We believe that CSR will take on greater business importance and will no longer be a company-specific concern. Instead, CSR will be both a moral and business imperative consistent with an enterprise’s value creation strategy.

In addition to employees and customers, shareholders will increasingly recognise that companies with tangible CSR commitments generate better long-term returns and achieve more sustainable practices.

Ethical supply chains, inventories, and materials sourcing vendors will likely examine the company’s CSR programmes prior to establishing working relationships with organisations.

Similarly, the sought-after global talent pool may also acknowledge CSR as a fundamental responsibility for the companies they consider, and therefore an important decision driver for their career choices.

Furthermore, climate change will continue to cause supply chain disruptions on a global basis, making business-continuity planning and supply-chain resilience strategies crucial to business success.

This will highlight the need for the assessments of potential risks, as well as mitigation strategies and plans that cover the end-to-end supply chain processes; a flexible sourcing strategy that involves multi-sourcing of alternative parts, parts redesign, and parts standardisation; a focus on ensuring facilities are resilient and have crisis plans in place in the event of natural disasters; and new approaches addressing the inherent financial implications of these concepts.

With Singapore expected to have two full-fledged nationwide 5G networks by 2025, which sectors do you think would benefit the most and why?

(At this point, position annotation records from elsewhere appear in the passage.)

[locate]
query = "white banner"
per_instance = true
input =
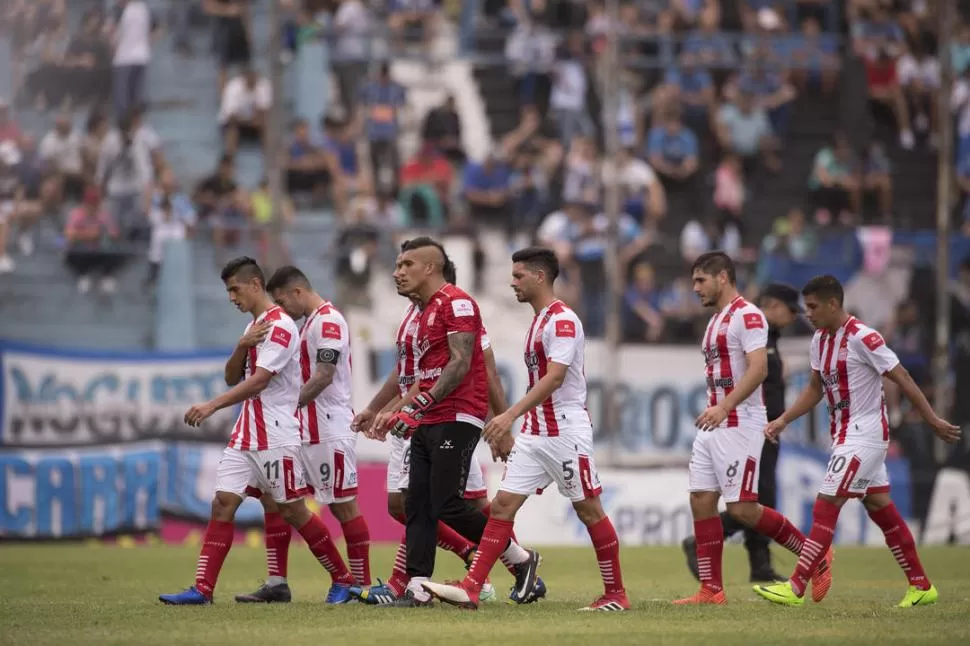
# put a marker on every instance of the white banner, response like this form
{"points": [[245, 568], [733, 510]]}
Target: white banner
{"points": [[58, 398]]}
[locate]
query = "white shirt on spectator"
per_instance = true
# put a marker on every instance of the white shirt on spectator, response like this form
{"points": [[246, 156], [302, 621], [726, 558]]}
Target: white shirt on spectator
{"points": [[353, 23], [569, 86], [164, 228], [926, 71], [960, 105], [63, 153], [239, 101], [129, 171], [133, 45]]}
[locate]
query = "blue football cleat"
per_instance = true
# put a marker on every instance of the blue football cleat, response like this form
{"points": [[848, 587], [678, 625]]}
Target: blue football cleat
{"points": [[188, 597], [338, 594], [376, 595]]}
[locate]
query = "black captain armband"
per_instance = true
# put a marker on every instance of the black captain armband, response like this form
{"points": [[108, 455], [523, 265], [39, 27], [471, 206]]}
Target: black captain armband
{"points": [[328, 355]]}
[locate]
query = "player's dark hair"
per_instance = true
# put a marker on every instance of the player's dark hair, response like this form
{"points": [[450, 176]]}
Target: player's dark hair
{"points": [[539, 259], [713, 263], [447, 268], [244, 268], [825, 288], [288, 276]]}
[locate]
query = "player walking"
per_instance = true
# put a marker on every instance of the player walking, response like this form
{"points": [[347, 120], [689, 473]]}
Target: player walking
{"points": [[329, 446], [264, 450], [556, 443], [849, 360], [725, 458], [386, 402], [445, 418]]}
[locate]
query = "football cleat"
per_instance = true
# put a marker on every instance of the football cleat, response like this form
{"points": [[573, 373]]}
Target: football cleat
{"points": [[526, 574], [266, 593], [376, 595], [453, 593], [338, 594], [704, 596], [822, 579], [780, 593], [608, 603], [538, 592], [918, 597], [409, 601], [487, 593], [188, 597]]}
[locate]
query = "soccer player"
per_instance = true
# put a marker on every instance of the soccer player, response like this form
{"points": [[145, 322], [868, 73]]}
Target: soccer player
{"points": [[387, 401], [556, 443], [725, 457], [781, 308], [329, 446], [849, 361], [445, 418], [264, 450]]}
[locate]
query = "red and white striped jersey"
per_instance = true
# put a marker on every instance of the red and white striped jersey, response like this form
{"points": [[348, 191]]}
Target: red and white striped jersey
{"points": [[557, 335], [851, 362], [407, 348], [325, 338], [268, 420], [733, 332]]}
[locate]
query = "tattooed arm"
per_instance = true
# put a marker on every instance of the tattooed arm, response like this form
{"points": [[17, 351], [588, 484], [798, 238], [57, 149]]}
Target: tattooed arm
{"points": [[461, 345]]}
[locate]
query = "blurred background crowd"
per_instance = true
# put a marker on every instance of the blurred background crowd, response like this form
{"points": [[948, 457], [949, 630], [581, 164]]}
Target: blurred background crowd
{"points": [[801, 136]]}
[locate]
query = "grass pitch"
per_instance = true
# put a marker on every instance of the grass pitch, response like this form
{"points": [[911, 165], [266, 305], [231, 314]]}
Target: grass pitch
{"points": [[78, 595]]}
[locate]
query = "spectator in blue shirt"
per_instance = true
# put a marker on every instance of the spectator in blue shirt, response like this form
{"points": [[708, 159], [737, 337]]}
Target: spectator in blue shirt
{"points": [[488, 188], [695, 86], [672, 151], [642, 320], [816, 56], [378, 108]]}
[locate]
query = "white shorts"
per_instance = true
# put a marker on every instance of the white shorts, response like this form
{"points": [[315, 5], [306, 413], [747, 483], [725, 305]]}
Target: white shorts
{"points": [[536, 462], [855, 471], [728, 461], [331, 469], [278, 472], [399, 471]]}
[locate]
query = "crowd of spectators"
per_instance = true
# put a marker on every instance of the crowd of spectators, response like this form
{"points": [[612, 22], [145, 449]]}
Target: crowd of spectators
{"points": [[700, 132]]}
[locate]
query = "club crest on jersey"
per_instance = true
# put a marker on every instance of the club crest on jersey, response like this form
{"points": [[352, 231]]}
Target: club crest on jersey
{"points": [[531, 359], [873, 341], [280, 336]]}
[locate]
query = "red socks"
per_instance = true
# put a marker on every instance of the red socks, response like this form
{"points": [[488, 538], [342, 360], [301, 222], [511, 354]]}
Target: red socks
{"points": [[357, 537], [607, 547], [775, 526], [215, 547], [495, 540], [709, 534], [277, 544], [901, 544], [315, 533], [825, 516], [399, 573]]}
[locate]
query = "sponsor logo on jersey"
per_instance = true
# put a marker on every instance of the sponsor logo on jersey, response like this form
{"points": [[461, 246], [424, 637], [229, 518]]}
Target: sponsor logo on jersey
{"points": [[462, 307]]}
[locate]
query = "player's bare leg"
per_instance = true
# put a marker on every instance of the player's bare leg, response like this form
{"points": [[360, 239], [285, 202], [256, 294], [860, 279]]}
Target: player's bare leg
{"points": [[216, 544], [356, 537], [318, 539], [710, 544], [277, 533], [900, 541], [607, 547], [496, 540]]}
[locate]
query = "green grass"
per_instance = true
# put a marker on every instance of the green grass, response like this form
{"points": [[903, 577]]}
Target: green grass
{"points": [[78, 595]]}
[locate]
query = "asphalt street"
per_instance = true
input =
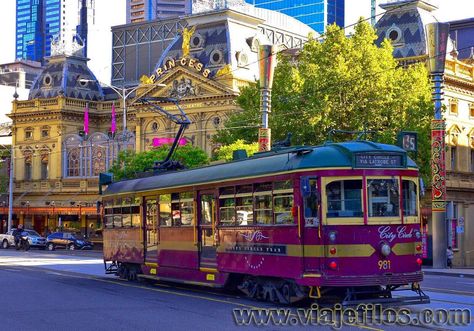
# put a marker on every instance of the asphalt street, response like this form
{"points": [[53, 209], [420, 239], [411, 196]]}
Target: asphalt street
{"points": [[68, 290]]}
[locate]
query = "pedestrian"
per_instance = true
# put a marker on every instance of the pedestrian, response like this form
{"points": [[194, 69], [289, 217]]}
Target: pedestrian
{"points": [[450, 256]]}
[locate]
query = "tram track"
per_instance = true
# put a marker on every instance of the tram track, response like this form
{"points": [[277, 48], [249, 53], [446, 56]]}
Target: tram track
{"points": [[211, 295]]}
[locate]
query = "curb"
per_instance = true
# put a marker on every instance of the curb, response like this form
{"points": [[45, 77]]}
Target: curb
{"points": [[449, 274]]}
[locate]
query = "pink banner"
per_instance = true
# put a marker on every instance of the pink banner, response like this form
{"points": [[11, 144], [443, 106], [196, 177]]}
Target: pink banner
{"points": [[113, 126], [86, 119], [157, 142]]}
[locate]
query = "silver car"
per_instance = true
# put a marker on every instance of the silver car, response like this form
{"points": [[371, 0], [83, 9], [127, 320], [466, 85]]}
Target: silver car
{"points": [[34, 239]]}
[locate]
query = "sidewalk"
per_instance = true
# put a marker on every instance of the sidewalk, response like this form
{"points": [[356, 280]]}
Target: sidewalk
{"points": [[456, 272]]}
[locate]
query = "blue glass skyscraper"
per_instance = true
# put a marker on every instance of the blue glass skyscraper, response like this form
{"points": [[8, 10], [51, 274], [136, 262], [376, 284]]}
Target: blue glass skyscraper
{"points": [[52, 21], [315, 13], [38, 22], [29, 30]]}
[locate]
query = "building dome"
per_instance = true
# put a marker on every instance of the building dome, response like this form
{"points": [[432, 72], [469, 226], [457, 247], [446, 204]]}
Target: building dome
{"points": [[68, 76], [404, 24]]}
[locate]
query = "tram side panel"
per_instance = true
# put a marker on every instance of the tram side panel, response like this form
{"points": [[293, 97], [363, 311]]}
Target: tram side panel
{"points": [[123, 245]]}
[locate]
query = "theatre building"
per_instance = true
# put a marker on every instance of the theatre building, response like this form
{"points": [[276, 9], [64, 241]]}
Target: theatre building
{"points": [[404, 24], [58, 157]]}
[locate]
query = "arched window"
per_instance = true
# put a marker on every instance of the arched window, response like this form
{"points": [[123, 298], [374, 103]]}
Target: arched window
{"points": [[28, 156], [72, 156], [99, 147], [454, 133], [44, 162], [88, 158]]}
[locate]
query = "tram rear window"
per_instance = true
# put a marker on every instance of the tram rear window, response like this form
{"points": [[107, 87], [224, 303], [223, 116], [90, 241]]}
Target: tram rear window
{"points": [[344, 198]]}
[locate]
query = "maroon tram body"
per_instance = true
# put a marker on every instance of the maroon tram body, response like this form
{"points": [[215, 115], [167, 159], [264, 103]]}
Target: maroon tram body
{"points": [[338, 220]]}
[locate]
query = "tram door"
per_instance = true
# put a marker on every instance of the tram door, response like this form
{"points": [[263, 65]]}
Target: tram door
{"points": [[207, 228], [151, 230], [312, 243]]}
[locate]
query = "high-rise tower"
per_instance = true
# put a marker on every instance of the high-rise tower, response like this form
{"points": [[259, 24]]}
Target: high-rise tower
{"points": [[144, 10], [39, 22], [317, 13]]}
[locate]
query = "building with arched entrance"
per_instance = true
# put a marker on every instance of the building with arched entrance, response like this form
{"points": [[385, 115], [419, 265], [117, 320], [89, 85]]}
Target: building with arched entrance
{"points": [[58, 159]]}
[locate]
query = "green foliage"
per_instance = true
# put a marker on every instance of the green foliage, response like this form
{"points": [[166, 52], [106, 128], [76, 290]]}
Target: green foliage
{"points": [[345, 83], [129, 163], [226, 151]]}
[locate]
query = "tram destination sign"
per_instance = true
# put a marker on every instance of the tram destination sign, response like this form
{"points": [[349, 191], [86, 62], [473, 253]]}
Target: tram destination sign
{"points": [[379, 161]]}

5G will remain a strategic imperative for our businesses and government in 2021, where we believe it will the focus of intense international interest and competition as 5G networks drive improvements in power, energy, and financial infrastructures. However, cell-site zoning and related policy issues will become a bigger concern for national and local governments.

5G will move beyond the smartphone into industrial use cases and the enablement of virtualised healthcare delivery and procedures. Manufacturing and network rollouts will catch up with 2020 device launches, and there will be a greater diversification of 5G devices with multiple price points.

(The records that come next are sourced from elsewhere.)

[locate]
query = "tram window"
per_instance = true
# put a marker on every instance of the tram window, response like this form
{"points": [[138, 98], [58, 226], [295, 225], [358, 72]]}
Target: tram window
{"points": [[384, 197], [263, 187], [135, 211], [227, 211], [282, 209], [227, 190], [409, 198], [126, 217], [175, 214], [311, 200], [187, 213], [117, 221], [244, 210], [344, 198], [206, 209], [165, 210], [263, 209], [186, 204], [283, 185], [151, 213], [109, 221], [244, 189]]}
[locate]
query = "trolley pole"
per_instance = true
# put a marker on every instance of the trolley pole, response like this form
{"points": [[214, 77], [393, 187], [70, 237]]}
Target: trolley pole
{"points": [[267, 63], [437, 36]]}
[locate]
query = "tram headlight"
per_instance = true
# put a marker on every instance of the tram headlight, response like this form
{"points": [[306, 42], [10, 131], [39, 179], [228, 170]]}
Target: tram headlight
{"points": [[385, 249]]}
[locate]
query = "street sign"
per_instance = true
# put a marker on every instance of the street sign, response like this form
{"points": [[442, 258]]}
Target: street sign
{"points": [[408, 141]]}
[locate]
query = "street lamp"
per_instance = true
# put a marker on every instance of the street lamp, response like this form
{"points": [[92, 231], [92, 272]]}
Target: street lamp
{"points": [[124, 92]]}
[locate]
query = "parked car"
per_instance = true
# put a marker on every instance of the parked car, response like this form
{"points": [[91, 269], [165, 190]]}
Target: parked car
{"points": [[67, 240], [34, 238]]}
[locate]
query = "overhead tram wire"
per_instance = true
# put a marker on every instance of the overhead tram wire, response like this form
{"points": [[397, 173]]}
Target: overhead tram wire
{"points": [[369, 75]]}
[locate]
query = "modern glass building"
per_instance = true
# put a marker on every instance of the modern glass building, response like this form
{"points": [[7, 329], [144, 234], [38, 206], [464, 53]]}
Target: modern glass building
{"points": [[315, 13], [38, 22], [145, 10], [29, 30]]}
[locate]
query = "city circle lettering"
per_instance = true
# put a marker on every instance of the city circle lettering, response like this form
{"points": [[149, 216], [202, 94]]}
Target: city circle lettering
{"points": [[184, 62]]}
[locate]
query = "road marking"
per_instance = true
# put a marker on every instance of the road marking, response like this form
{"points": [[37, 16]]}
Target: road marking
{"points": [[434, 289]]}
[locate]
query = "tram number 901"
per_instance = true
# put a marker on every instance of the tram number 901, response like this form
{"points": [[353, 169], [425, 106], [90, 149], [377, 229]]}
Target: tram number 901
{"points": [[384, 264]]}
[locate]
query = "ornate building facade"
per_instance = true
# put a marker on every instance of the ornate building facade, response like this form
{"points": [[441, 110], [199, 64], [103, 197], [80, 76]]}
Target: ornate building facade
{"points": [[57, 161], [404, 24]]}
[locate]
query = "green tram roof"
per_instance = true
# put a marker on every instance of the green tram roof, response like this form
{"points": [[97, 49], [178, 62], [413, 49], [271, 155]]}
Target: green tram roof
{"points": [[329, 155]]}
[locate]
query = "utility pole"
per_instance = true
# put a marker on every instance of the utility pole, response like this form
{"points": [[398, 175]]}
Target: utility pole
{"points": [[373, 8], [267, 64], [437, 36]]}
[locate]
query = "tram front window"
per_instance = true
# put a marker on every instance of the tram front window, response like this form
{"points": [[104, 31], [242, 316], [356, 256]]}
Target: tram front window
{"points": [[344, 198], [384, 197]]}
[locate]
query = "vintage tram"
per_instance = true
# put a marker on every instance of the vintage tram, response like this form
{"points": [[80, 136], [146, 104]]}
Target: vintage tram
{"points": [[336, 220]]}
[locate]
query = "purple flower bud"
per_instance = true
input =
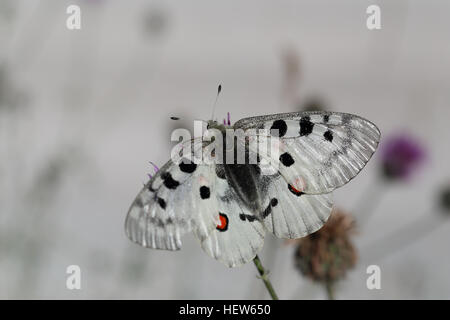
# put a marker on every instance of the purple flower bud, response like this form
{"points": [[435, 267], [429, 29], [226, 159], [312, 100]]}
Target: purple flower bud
{"points": [[401, 155]]}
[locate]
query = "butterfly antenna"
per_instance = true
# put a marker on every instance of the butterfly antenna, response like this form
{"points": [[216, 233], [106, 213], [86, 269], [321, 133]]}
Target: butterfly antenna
{"points": [[219, 89]]}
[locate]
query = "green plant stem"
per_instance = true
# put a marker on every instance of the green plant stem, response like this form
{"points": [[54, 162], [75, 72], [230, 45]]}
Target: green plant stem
{"points": [[330, 290], [265, 278]]}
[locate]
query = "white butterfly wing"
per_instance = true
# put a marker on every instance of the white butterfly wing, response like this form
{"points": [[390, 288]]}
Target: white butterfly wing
{"points": [[239, 235], [294, 214], [178, 199], [319, 151]]}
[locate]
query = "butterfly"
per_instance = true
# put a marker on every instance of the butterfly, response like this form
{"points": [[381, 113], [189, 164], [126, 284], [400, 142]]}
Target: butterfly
{"points": [[229, 207]]}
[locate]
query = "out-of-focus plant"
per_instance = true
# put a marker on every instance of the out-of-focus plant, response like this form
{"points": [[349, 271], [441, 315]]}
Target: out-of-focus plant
{"points": [[326, 255], [445, 199], [401, 156]]}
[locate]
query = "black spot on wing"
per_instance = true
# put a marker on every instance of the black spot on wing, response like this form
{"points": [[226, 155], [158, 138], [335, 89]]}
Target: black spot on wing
{"points": [[205, 193], [294, 191], [161, 203], [169, 182], [279, 125], [286, 159], [328, 135], [220, 172], [267, 211], [274, 202], [306, 126], [187, 167], [223, 225]]}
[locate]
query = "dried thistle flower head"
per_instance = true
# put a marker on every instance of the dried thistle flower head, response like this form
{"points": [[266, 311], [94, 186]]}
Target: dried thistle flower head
{"points": [[326, 255]]}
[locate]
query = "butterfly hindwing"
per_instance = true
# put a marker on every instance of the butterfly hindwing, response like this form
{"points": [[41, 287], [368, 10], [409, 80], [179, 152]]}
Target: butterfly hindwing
{"points": [[291, 214], [318, 151], [172, 203]]}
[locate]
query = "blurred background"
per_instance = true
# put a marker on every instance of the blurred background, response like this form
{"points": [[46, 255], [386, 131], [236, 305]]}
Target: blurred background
{"points": [[82, 112]]}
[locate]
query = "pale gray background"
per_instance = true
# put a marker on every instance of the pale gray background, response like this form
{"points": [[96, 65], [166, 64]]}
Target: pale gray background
{"points": [[82, 113]]}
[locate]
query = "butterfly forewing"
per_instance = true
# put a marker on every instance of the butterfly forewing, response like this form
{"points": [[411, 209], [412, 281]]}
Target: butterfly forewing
{"points": [[318, 151]]}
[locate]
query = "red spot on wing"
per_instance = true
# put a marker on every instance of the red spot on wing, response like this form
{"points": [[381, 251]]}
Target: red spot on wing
{"points": [[294, 190], [223, 222]]}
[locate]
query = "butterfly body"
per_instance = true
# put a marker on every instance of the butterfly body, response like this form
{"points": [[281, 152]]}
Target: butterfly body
{"points": [[230, 206]]}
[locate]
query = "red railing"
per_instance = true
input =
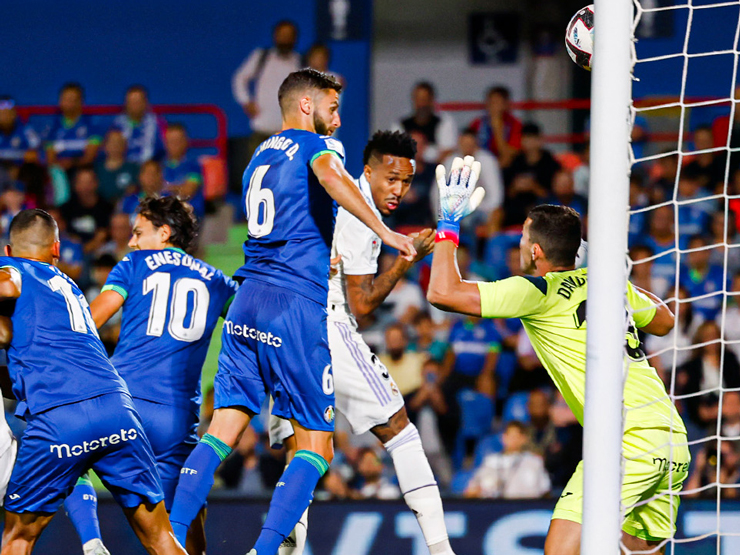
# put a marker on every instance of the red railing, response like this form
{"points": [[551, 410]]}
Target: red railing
{"points": [[584, 104], [219, 142]]}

Dynamic spectrum sharing and new national spectrum policies will drive widespread 5G deployment as accessibility to user equipment grows to address current coverage issues and the costs of deploying mid-band spectrum.

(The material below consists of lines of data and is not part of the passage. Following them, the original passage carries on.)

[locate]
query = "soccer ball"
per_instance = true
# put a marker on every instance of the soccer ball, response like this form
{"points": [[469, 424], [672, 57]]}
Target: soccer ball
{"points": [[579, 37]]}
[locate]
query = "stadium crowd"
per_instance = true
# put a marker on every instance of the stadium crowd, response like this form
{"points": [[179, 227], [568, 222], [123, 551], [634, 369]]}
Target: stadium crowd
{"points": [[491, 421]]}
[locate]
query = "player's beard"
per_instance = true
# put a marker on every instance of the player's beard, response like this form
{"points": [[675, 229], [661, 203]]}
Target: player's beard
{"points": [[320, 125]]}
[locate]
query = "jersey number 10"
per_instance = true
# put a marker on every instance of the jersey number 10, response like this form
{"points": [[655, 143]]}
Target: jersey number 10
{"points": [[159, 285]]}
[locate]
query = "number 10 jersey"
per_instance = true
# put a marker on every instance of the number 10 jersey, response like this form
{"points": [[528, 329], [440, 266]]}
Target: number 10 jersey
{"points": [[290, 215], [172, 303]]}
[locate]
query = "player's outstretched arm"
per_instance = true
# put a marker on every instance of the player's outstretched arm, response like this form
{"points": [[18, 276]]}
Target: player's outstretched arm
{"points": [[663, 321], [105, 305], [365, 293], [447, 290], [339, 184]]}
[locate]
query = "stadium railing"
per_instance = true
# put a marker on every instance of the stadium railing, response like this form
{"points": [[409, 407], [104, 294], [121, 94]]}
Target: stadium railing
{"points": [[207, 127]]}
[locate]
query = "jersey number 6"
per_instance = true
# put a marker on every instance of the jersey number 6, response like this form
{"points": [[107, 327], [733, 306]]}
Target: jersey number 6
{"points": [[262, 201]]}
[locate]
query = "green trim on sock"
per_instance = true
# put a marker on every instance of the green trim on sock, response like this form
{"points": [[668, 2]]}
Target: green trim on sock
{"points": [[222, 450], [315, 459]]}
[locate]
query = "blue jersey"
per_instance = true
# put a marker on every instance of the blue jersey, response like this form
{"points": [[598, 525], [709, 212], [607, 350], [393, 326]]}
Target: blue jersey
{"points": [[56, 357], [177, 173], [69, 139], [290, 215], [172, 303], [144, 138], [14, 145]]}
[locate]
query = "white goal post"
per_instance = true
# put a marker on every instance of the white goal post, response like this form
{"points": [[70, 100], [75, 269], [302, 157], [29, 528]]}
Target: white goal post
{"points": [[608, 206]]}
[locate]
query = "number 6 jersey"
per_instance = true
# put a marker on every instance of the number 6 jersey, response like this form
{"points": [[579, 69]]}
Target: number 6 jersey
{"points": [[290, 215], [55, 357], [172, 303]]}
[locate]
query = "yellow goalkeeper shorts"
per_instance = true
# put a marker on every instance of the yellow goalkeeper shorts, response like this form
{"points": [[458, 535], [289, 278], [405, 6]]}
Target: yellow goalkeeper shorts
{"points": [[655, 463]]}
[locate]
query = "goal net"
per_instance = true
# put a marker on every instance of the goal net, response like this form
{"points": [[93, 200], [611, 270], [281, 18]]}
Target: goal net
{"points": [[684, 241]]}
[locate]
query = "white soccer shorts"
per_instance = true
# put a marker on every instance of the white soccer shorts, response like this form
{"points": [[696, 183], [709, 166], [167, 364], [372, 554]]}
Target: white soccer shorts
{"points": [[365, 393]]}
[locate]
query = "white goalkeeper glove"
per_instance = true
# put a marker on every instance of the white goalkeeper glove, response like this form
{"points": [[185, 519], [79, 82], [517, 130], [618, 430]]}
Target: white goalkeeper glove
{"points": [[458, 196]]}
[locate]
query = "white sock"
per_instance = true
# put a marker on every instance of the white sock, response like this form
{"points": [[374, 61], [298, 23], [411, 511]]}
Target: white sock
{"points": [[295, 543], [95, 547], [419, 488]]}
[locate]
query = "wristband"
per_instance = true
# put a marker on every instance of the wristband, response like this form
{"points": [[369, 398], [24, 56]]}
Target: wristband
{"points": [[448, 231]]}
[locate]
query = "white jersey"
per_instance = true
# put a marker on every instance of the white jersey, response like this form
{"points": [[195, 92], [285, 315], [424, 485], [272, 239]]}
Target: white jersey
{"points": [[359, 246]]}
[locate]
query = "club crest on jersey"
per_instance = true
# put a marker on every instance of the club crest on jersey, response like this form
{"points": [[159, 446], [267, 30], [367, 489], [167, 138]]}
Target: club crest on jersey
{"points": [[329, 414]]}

The advent of 5G is expected to drive greater investment in the infrastructure that enables Internet-of-Things (IoT) and Industrial Internet-of-Things (IIOT), or Industry 4.0, including distributed cloud and hyper-connectivity. Emphasis will be placed on private 5G networks for industrial enterprises, which will facilitate among other things remote operation and management.

We also believe that a growing remote workforce will fuel IIoT, which will require enterprises to deploy intelligent equipment to effectively manage manufacturing and factory operations from a distance.

As a result, we expect increased investment in automation and the use of robotics and machine learning to manage facilities, as well as a growing acceptance in leveraging cloud technology to automate production lines; new solutions for manufacturing automation, testing and analytics for all components as automotive and other facilities will be ramped up; as well as greater investment in IIoT functions for real-time, predictable control, which will require an increase in the number of machines and sensors, and a network infrastructure capable of managing this growing number of devices.

Given the manpower crunch in Singapore, how can STEM help drive the talent pipeline?

Science, technology, engineering, and mathematics (STEM) will help drive the talent pipeline in Singapore and globally. With an increased focus on diversity and inclusiveness, we expect to see a hyper-competitive landscape for global technology talent.

This will lead to a focused and amplified commitment to STEM – access and implementation – across all regions. New methods of delivering virtual learning opportunities that level the playing field will be explored and implemented.

Enterprises and governments will also tackle equity issues in the “digital divide” exacerbated by the COVID-19 pandemic, including access to resources such as the lack of computers, smartphones, Wi-Fi and broadband.